Peter shot him a hard glance but said nothing.

Martin folded himself on the floor, grunting all the way down, lay on his back, and put his feet up, as Peter had done. The floor smelled like mildew. “This would be more comfortable if I get you transferred to a padded room.”

“The floor is good for my back,” Peter said.

“You're too young for back problems.” Hmmm, Peter was right: It
did
feel good on the back.

Peter rubbed his palm on his face, as if wiping tears Martin could
not see. “Sleep on a one-inch mattress every night and then tell me about back problems.”

“Nobody can find Flagg.”

“You check the shelters?”

“Without Flagg, we've got nobody else to help paint Garrett Nickel as a monster who intimidated you into joining the escape,” Martin said. “That was our strategy, Peter. You were the patsy; he was the ringleader. You didn't want to break out, but what choice did you have once threatened by the Nickel-Plated Outlaw?

After a few moments of silence, Peter said, “Are we really losing?”

“Our best juror killed himself. One of our witnesses has vanished. Ninety percent of the jury hates you, me, or the both of us. Your Bible-study teacher is running for governor against the prosecutor, which means calling him as a character witness is playing Russian roulette with a machine gun. My pretrial strategy is in tatters, and I'm yanking out what little hair I've got. So—fuck, yes!—I'd say we're losing.”

Martin paused, let the bitterness drain from his tone.

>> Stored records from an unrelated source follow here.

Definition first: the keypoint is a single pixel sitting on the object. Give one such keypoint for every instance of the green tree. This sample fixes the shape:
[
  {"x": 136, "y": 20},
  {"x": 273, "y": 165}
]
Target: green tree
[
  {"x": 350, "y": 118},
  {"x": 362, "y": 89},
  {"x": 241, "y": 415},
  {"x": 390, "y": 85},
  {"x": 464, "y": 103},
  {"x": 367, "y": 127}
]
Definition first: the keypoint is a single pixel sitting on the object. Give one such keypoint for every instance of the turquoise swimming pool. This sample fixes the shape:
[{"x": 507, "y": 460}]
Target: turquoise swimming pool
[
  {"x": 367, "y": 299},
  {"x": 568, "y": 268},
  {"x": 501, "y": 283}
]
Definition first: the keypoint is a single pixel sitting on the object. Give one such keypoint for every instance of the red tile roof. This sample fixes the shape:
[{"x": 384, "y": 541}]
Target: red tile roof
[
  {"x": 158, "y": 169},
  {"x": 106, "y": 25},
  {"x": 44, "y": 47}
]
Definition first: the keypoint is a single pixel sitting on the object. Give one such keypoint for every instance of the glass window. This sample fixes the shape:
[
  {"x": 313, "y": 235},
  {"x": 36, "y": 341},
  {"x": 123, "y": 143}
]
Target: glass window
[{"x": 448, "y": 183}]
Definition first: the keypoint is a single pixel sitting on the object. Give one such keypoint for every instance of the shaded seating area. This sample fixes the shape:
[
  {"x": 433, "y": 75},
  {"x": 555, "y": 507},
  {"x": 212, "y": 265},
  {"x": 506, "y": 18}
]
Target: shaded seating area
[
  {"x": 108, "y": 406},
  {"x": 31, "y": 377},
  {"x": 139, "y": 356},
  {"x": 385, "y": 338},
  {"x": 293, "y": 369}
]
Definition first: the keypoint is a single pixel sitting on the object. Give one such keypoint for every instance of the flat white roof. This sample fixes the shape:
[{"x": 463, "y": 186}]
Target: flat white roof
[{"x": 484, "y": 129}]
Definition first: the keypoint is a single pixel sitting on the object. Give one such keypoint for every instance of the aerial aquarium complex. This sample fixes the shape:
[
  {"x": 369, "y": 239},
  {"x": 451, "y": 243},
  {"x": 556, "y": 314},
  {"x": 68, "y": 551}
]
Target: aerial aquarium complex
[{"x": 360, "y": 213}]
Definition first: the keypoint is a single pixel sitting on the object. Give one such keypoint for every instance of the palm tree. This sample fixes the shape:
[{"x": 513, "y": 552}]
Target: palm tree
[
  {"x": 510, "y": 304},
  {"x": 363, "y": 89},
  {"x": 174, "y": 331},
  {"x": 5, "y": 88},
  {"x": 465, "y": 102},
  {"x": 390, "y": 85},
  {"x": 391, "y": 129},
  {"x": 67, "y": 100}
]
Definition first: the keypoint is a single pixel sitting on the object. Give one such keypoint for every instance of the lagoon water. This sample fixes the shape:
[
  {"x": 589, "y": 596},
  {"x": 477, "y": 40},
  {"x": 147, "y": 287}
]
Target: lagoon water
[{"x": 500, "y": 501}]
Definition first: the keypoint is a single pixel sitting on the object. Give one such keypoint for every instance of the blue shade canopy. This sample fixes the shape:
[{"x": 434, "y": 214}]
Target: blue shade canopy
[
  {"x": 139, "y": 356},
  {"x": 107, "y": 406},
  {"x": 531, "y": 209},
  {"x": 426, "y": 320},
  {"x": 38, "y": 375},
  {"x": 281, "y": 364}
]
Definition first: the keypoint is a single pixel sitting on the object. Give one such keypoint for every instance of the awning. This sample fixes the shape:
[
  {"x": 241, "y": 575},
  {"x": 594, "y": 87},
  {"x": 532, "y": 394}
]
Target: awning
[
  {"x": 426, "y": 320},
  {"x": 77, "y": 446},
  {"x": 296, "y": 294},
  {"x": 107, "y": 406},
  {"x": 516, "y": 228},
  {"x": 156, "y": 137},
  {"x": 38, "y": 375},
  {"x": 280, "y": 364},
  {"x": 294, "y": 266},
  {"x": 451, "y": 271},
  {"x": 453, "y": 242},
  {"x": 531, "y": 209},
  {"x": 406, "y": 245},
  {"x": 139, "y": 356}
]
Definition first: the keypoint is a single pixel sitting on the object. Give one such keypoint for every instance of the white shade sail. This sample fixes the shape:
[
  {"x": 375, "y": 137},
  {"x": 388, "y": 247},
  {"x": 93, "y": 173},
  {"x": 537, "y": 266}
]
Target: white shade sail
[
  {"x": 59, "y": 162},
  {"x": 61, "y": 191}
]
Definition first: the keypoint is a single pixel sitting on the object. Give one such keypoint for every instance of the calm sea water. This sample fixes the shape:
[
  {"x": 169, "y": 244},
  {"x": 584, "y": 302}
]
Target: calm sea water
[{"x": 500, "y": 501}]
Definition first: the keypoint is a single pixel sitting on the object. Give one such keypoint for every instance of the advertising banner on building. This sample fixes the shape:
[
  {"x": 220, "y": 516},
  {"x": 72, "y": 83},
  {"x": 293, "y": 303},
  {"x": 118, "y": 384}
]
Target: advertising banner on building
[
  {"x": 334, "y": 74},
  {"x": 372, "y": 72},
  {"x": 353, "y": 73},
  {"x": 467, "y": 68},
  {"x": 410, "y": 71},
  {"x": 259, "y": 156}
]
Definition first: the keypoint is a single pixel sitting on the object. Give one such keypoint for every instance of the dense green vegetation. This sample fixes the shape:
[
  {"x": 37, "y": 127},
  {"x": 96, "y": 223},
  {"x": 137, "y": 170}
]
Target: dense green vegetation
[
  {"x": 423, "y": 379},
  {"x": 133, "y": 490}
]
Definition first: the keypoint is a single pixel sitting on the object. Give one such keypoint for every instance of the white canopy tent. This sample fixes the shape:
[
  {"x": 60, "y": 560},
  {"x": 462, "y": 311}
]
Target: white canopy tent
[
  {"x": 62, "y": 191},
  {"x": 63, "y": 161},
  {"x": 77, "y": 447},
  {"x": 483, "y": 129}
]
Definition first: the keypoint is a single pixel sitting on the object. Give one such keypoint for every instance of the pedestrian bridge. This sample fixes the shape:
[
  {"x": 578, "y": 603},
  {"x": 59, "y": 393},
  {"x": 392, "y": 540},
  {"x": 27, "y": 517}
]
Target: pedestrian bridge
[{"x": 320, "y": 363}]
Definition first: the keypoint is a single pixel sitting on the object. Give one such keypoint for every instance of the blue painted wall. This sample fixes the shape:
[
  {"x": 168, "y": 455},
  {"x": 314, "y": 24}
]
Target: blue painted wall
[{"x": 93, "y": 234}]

He needed Peter's cooperation to save him, and he needed some truth. “I busted my ass to exclude any mention of the headless bum in the boathouse from your trial,” he said calmly.

“I was so fucked-up that night—I didn't even know that guy was up there.”

“I've gotten some anonymous information that suggests Garrett Nickel killed that guy, the night you were there.”

Peter gave a tiny shrug.

“You told me that after you left Home on the island, you bought a needle and some smack on some street corner you can't remember and then shot up in an alley you couldn't recognize.”

“That's what I said.”

“And that you wandered in a haze and then stumbled into the boathouse at random.”